Sistema Projection Mapping Adequado a Robótica Móvel e Cenas Complexas
Robots are increasingly becoming an integral part of today's society, industries, services, medical applications and entertainment. This led to the robots robotic systems that were once confined to predetermined areas, have to share space with users and interact with these in less and less structured environments.
It is in this area of interaction between humans and robots, called the HRI that this thesis is inserted. It presents an application of HRI based on a laser pointer two frequencies for interaction between the user and the robot and projection mapping in the opposite direction, closing the loop of communication. The developed application will then be incorporated into the Carlos project, which is intended to develop mobile robot to fit-out operations autonomously in cooperation with operators in industrial environments.

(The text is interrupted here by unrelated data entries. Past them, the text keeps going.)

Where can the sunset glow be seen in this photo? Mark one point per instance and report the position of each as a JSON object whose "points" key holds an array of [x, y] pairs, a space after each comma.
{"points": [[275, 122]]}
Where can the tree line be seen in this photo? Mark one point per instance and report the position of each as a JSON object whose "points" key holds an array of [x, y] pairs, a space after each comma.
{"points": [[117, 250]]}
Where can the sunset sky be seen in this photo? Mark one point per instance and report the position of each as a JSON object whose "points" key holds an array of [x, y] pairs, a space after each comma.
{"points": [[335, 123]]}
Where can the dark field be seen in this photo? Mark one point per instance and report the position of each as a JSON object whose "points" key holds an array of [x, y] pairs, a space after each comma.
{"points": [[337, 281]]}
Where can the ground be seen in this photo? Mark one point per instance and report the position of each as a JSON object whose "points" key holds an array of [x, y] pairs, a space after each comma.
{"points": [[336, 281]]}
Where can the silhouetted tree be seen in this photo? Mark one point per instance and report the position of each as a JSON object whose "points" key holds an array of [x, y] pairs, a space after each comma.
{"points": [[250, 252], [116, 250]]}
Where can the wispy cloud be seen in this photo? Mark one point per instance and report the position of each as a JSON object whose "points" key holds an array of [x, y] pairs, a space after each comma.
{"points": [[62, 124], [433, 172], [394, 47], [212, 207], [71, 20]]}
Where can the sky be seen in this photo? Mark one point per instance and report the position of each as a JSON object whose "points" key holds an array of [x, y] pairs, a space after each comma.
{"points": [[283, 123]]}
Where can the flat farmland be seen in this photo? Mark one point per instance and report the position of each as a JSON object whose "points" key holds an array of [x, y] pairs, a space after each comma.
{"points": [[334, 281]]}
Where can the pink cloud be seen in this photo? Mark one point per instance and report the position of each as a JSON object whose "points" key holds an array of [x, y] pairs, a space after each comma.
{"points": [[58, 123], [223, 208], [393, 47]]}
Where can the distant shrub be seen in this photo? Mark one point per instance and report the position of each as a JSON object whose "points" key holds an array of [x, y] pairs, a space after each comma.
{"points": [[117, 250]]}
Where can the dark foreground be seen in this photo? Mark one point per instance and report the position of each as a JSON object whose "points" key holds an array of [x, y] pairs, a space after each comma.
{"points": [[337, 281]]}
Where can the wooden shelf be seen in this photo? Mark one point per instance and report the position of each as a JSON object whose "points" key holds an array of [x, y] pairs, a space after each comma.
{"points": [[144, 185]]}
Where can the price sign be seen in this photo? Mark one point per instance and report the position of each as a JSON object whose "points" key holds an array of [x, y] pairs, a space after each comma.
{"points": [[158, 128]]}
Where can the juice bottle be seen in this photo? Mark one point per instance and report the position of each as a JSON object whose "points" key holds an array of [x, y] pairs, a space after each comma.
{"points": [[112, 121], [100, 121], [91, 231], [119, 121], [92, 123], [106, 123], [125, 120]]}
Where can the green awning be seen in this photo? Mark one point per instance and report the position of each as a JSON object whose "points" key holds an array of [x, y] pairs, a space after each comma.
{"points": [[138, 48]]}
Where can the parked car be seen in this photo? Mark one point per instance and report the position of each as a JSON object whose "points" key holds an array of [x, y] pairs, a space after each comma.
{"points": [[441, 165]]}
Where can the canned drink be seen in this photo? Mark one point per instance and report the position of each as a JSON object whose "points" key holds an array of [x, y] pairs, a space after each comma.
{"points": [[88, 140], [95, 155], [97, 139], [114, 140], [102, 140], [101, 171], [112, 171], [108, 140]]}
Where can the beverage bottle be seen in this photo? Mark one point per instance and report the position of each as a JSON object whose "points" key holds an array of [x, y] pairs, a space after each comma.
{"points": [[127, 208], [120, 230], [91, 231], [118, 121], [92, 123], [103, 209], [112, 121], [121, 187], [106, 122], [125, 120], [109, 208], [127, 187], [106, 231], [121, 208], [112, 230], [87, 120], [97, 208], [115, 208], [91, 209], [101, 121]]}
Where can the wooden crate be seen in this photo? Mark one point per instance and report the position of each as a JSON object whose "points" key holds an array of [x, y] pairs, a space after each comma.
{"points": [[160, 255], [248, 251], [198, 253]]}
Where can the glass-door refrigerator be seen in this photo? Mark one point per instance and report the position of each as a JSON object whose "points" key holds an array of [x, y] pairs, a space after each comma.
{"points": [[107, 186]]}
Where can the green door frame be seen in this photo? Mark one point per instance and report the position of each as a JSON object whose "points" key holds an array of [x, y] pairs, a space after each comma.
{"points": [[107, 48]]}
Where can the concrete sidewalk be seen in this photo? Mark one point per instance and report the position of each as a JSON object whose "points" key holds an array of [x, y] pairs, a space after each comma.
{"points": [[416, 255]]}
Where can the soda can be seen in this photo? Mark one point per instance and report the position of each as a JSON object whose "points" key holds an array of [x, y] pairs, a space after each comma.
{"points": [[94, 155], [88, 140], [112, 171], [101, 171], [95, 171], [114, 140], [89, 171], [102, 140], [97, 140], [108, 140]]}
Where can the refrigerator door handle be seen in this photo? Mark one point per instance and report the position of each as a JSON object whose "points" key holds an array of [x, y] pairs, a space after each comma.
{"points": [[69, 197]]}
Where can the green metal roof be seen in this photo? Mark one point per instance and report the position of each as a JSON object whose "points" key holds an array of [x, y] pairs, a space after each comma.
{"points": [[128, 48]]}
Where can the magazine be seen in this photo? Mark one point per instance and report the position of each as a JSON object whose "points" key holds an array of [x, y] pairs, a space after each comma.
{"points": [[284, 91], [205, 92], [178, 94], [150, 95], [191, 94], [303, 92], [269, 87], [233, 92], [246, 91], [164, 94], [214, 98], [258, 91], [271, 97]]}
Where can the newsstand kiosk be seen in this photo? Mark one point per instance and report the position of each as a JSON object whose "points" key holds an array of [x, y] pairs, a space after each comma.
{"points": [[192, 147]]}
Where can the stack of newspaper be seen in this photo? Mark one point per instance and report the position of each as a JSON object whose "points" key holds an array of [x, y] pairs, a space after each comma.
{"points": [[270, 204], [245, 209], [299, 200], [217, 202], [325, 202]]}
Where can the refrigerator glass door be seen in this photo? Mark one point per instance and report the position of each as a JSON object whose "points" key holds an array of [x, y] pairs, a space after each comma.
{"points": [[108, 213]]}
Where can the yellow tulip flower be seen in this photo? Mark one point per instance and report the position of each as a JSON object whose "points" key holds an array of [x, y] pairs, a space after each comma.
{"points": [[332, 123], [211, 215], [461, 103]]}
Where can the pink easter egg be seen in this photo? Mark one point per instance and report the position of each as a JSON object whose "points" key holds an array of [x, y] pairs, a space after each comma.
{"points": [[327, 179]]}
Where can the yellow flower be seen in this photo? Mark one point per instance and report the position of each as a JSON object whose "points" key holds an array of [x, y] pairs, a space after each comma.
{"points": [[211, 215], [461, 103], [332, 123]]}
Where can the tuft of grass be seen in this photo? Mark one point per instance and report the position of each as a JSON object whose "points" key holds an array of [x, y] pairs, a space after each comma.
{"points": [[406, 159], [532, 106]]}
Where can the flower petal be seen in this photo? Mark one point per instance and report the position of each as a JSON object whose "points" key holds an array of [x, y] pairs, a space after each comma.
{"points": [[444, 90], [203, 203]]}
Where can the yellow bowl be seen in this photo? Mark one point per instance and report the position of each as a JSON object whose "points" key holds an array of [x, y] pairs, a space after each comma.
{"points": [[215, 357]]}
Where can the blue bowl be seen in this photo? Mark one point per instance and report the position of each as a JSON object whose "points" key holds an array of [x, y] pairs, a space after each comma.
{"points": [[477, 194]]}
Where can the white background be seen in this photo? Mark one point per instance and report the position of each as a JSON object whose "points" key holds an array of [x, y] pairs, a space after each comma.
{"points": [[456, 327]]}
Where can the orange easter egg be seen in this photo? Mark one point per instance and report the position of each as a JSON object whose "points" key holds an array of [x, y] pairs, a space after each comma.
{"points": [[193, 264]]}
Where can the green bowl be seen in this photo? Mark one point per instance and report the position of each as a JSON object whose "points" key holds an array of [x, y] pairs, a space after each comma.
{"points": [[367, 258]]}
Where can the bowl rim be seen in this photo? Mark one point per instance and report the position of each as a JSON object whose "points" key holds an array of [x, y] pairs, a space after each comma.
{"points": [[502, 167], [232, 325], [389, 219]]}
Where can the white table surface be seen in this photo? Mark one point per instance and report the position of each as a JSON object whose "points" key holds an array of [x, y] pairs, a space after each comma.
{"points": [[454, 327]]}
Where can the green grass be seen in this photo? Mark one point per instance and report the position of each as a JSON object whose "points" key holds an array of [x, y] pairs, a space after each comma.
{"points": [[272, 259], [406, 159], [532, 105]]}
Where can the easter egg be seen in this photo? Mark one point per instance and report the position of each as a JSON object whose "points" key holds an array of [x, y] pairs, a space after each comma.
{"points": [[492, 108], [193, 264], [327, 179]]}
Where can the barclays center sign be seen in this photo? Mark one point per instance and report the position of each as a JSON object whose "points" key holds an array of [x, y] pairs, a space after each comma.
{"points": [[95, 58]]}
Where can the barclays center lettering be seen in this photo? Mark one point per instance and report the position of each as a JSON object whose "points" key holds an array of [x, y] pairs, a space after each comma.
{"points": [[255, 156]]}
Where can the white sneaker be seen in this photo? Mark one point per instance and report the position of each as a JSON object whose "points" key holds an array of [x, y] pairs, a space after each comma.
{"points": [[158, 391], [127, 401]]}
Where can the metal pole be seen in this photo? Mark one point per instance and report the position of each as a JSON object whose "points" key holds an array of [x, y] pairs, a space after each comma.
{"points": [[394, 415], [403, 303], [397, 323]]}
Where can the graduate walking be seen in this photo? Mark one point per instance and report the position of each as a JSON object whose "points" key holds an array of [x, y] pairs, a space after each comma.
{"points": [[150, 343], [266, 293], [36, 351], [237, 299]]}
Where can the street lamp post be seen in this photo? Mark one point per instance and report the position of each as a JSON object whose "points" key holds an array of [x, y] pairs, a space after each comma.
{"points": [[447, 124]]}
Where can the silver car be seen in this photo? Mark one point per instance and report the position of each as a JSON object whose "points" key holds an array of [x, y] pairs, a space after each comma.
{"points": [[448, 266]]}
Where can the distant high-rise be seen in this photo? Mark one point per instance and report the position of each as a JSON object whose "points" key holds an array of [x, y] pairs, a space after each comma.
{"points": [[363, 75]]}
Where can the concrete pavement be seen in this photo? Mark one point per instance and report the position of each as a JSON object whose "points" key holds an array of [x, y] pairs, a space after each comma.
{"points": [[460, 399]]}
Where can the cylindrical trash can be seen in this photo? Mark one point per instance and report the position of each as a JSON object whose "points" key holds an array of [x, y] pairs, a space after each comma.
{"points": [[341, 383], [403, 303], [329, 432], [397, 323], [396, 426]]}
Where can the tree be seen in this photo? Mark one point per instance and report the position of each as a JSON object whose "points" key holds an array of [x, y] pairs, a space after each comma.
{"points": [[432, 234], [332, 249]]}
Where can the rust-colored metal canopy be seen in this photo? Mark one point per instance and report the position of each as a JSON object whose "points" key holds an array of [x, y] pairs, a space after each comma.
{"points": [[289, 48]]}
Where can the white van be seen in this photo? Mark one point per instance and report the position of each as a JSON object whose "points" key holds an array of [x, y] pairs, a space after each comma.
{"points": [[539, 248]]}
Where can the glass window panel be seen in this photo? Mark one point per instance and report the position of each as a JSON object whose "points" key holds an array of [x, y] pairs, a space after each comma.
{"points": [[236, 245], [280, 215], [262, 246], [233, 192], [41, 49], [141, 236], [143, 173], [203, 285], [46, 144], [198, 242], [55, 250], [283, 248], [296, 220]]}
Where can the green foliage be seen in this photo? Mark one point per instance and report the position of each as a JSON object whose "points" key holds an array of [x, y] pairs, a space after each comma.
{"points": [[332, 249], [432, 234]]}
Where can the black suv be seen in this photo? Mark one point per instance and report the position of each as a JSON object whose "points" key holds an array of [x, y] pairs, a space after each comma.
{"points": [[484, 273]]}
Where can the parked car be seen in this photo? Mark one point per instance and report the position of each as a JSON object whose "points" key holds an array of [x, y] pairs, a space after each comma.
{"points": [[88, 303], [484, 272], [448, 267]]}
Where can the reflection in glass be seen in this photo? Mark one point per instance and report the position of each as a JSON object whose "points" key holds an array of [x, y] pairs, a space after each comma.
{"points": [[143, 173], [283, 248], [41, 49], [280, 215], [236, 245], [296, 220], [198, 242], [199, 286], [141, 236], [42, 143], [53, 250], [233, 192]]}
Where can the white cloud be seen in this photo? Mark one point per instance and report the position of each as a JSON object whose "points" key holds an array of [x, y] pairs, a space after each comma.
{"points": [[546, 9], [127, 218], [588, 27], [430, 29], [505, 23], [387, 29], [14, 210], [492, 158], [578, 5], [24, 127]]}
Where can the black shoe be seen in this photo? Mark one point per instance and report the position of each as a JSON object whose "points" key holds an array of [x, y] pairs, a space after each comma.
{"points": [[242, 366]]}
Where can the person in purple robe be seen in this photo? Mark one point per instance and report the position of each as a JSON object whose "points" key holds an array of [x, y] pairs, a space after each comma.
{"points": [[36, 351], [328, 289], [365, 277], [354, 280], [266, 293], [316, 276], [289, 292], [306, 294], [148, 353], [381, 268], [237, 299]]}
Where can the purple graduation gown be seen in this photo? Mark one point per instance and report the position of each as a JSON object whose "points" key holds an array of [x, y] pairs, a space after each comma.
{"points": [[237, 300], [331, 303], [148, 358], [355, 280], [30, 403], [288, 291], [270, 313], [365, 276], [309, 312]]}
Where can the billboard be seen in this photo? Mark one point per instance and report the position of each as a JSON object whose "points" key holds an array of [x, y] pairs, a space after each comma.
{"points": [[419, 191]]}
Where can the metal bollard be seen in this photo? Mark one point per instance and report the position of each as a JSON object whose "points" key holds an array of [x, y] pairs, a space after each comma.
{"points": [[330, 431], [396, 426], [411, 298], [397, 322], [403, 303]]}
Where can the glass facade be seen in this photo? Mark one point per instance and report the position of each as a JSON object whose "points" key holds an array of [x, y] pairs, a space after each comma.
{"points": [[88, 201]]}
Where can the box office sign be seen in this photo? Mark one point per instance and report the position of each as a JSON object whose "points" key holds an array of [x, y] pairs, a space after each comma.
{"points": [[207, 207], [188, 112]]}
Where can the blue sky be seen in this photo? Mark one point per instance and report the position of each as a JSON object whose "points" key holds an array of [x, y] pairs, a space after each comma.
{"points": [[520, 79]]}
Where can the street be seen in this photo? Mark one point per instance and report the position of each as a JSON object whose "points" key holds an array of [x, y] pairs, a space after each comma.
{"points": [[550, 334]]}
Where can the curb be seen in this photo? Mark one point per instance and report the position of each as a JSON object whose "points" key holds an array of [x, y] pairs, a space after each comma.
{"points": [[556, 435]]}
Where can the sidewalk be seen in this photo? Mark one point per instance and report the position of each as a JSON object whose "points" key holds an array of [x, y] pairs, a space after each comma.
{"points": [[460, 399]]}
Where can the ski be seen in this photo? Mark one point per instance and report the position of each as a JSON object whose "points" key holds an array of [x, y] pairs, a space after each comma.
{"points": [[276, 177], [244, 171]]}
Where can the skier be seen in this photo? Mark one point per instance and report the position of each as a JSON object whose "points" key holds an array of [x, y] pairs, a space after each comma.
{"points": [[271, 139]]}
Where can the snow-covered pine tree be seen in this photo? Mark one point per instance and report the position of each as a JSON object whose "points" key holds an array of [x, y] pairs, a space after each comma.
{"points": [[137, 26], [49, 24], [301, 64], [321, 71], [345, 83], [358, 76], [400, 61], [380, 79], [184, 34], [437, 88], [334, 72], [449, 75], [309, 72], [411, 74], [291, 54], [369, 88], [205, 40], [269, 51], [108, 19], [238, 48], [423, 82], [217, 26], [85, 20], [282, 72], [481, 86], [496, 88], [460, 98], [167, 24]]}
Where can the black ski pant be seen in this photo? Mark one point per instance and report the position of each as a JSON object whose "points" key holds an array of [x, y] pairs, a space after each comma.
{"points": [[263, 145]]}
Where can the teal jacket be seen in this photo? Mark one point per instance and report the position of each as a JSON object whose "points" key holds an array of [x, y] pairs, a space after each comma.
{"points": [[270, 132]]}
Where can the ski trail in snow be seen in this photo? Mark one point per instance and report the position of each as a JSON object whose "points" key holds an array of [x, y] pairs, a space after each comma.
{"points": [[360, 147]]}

The developed solution uses a camera-projector setup as a form of environmental interaction, a 3D graphic simulator (gazebo) for implementation techniques of projection mapping, a graphical interface to import objects and a laser for the user to interact.
The concept base system based on a virtual recreation of the real world in the simulator and a virtual camera, which simulates the actual projector placed in the position corresponding to the real. Thus, all changes are applied and the resulting image is mapped correctly in the real world. The laser pointer has two functionality, right click to list the objects on the work surface and the left click to selection you want to view. So that it can be integrated into the Carlos project, the application was developed using the ROS making the modular system and enabling hardware abstraction.
Since the system uses the location of the projector to generate transformations in the image, it was necessary to implement a calibration methodology of intrinsic parameters of the camera and projector and all transformations between frames. In order to increase the accuracy of calibration we used a robotic manipulator.
The results are shown promising, the implemented system is capable of projections on surfaces with lower errors and location of 3cm inferioresa leisure pointing 4cm. These errors arise mainly from the fact that the ratio of the projected image may not be exactly 16:10, having noticed that the pixels are not designed precisely square.
CONCLUSIONS
CONCLUSIONS AND FUTURE WORK
FUTURE WORK
For future work, a first step would by making the system more robust, especially in terms of location as it is on this that the image transformation methodology is based. One possible solution would be to replace the camera used for RGBD sensor, such as a kinect, which allow to obtain a 3D representation of the system viewing area which initially serve to validate the current location and the second stage to increase their precision. At the same time, the conversion from laser pointer reference position (camera-projector) would not need a kinect, increasing identification accuracy of the same.
The use of only a laser pointer can present ineffective in environments very bright and or mirrored surfaces. To this end, could implement a multi-modal interaction system, ie, the laser pointer aa couple exist other form of information transmission, such as voice commands, identifying gestures instrumented glove among others.
At the moment the laser pointer only allows the choice of the user objects you want to view. If it were possible it would be advantageous to allow interaction with objects (drag and drop).